There were condor-g issues in 6.7.14 with refreshing a delegation for long CRAB runs (> 12 hours I think). This was hoped to be fixed with a new version of condor-g 6.7.17, but Brian backed that out as it caused problems with pre-ws gram users on the same machine ([condor-admin #13508]). Jaime is helping Brian to setup 2 condor installs - 1 for pre-ws jobs and one for experimental use like this ws gram testing. At the same time, the CRAB application is no longer stable and cannot be used for testing at the moment and, according to Brian, maybe not for a while. We are stepping back to a dummy stage-in-sleep-stage-out job (condor-g-ws-test-sleep-io). Initial testing with a 4 MB input and 10MB output file produced RFT/gridftp errors. We will reduce the file sizes and see where the breaking point is and then report back. During this run there were also condor job execution errors that may have been caused by NFS. Brian has changed an NFS setting, hopefully avoiding the problem. We'll see. Here are the current action items: 1) Brian: Get Condor-G version 6.7.17 running just for ws-gram jobs on osg-test2. 2) Peter: Adjust the input file size to 0.5 MB for condor-g-ws-test- sleep-io test. 3) Peter: Adjust the output file size to 1 MB for condor-g-ws-test- sleep-io test. 4) Peter: Run a 3500-job test run with condor-g-ws-test-sleep-io. 2 & 3 are necessary because of the RFT bug (#3121) that prevents throttling the number of active transfers. After getting the above test to work, we can worry about getting RFT patched and find a reasonable setting to avoid the GridFTP server timeouts.

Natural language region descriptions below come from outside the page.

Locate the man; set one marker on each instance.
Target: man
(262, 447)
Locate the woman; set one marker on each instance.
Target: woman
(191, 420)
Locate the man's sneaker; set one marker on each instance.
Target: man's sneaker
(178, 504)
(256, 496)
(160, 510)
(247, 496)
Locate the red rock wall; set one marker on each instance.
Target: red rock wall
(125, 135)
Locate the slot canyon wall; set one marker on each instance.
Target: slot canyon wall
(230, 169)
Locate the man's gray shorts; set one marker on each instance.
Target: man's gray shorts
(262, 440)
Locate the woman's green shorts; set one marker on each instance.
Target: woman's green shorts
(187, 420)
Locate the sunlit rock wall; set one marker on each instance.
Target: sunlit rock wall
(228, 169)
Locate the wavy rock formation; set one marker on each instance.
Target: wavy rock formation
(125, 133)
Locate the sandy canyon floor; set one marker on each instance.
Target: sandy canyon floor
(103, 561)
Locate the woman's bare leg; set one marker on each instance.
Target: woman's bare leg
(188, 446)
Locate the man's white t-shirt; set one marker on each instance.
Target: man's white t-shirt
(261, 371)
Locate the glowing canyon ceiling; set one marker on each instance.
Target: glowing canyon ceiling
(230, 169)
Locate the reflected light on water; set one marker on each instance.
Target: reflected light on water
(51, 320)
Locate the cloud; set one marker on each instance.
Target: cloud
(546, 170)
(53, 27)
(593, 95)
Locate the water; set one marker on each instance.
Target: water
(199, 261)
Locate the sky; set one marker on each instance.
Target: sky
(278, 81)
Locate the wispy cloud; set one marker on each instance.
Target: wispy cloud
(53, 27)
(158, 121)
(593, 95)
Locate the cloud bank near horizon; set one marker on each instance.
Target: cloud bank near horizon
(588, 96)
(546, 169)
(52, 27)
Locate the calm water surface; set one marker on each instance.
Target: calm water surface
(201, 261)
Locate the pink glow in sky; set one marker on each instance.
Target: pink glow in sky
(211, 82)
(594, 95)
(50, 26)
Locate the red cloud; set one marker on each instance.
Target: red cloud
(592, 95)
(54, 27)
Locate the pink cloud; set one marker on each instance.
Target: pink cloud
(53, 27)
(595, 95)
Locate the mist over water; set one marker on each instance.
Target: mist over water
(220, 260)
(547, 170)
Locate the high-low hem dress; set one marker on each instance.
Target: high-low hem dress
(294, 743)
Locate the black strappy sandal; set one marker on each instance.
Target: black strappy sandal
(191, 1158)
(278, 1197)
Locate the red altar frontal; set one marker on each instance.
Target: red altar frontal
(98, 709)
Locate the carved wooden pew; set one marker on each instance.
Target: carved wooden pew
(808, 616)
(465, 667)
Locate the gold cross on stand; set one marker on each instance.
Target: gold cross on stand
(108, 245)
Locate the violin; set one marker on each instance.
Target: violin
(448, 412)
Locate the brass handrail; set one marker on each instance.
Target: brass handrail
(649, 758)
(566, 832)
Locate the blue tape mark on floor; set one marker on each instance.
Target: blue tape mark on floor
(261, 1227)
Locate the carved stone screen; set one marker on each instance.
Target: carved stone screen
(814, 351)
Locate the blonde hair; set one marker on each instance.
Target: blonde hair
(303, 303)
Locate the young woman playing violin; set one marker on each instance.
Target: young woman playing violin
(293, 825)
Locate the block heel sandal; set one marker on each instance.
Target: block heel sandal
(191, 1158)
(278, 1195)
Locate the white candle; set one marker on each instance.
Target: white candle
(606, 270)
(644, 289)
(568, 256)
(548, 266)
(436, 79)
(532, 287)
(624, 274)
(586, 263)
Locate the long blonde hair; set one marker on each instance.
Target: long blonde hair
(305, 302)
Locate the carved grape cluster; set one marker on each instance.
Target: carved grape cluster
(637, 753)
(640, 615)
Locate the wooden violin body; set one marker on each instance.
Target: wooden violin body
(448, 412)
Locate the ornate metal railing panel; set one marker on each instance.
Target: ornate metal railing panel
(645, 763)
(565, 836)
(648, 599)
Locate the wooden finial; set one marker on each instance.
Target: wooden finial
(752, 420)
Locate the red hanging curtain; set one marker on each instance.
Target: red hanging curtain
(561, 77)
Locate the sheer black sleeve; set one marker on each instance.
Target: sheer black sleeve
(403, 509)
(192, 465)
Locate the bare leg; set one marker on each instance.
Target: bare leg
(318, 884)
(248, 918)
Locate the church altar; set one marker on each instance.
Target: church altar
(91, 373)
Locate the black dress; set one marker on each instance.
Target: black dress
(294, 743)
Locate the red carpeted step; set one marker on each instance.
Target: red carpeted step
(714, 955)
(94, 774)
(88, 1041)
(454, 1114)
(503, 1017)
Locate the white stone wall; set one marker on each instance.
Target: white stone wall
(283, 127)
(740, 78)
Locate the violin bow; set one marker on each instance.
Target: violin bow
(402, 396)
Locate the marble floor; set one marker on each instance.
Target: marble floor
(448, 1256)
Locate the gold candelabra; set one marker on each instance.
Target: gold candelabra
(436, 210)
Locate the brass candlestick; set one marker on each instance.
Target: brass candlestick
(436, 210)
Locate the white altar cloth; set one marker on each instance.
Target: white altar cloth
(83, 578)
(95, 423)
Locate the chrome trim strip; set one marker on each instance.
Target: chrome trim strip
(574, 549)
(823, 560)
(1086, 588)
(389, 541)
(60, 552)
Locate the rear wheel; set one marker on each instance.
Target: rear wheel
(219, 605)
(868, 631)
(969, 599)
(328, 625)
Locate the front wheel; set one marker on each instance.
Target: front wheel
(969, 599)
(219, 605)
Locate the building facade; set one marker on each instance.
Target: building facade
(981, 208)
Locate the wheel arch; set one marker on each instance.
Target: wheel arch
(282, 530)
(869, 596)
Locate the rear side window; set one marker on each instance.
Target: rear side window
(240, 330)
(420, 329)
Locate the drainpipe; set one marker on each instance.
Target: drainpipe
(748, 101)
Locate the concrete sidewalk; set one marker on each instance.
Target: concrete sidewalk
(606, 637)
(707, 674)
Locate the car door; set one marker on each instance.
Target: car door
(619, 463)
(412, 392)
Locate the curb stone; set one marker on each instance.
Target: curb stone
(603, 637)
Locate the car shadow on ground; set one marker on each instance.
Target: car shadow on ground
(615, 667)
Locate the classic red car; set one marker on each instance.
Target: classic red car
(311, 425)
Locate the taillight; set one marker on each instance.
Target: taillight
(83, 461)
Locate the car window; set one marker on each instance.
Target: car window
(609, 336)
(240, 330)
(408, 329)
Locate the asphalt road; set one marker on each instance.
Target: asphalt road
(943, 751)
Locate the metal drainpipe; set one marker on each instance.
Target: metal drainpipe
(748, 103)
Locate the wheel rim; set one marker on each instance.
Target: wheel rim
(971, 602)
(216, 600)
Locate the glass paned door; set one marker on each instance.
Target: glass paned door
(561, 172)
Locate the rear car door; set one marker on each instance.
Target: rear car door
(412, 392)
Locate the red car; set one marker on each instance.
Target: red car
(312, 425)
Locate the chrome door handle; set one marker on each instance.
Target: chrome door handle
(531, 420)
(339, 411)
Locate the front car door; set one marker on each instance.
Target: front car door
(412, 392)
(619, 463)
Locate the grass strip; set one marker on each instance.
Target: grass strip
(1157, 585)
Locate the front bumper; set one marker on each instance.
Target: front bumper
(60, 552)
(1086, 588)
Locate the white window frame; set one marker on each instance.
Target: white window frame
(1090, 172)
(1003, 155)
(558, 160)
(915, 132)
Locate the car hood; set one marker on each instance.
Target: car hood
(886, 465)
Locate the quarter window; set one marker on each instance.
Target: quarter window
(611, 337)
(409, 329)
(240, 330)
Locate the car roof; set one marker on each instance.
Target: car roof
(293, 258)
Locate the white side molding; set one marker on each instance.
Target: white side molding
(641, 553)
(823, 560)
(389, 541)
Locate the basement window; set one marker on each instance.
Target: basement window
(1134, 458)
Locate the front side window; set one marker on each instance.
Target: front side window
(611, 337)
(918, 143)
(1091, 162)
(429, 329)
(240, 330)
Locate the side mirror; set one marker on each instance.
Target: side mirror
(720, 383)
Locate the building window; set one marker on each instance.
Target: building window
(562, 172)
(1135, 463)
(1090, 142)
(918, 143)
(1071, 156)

Tasks 1 through 3 of the latest action list are done (thanks Brian!). I'm running a 500-job test right now just to shake everything down. If that runs cleanly I'll bump it up to 3500.
I haven't had a chance to track down problems I was having with larger runs. Here's the the email I wrote regarding this problem from March 31st: >> I was able to run a 500-job test, but the 3500-job test had >> problems. It >> got hung up at one point waiting for the fileCleanUp transfer request >> before being destroyed. I looked into it and if I'm not mistaken it >> looks like RFT lost the request. Here's the line where GRAM registers >> the transfer request with the RFT notification listener thread: >> >> 2006-03-31 12:41:49,653 DEBUG exec.StagingListener [RunQueue >> FileCleanUp,registerTransferJob:104] >> [execJobKey:72193bb0-c0b9-11da-9560-fa7a7cd61e10,transferJobKey: >> 150037] >> Leaving registerTransferJob() >> >> From this I determined that the request ID is >> "150037" ("transferJobKey" >> is my name for the RFT request id--don't worry, I checked for >> sanity's >> sake that this wasn't a transfer ID too). I then did a search in the >> MySQL database for this request: >> >> mysql> select * from transfer where request_id=150037; >> Empty set (0.12 sec) >> >> mysql> select * from request where id=150037; >> Empty set (0.00 sec) >> >> RFT doesn't appear to delete the database records, so even if the >> request was destroyed the record should still be there. That said, I >> also don't see an deliver() calls for that request. Unfortunately I >> didn't have debugging turned on for RFT, so I'll have to restart the >> test. >> >> Peter
Hello I have talked to Stu Martin who said follow up to this problem since April 28th - see the bottom of this Bugzilla report - has been superceded by a higher priority project. Stu also said that he hopes to get some effort available in the next month or so. Is this a correct assessment? When I read the last posting on this Bugzilla thread I thought there would be continuing follow up and was worried that OSG had failed to be avialable as needed. Thank you Ruth
I am marking this campaign as closed. Another campaign bug 4506 has been created to focus the continuing effort in this area. -Stu
I'm increasing the priority of the replacement campaign aimed at this issue, 4050.
Oops! I mean the priority of campaign 4506 is being increased!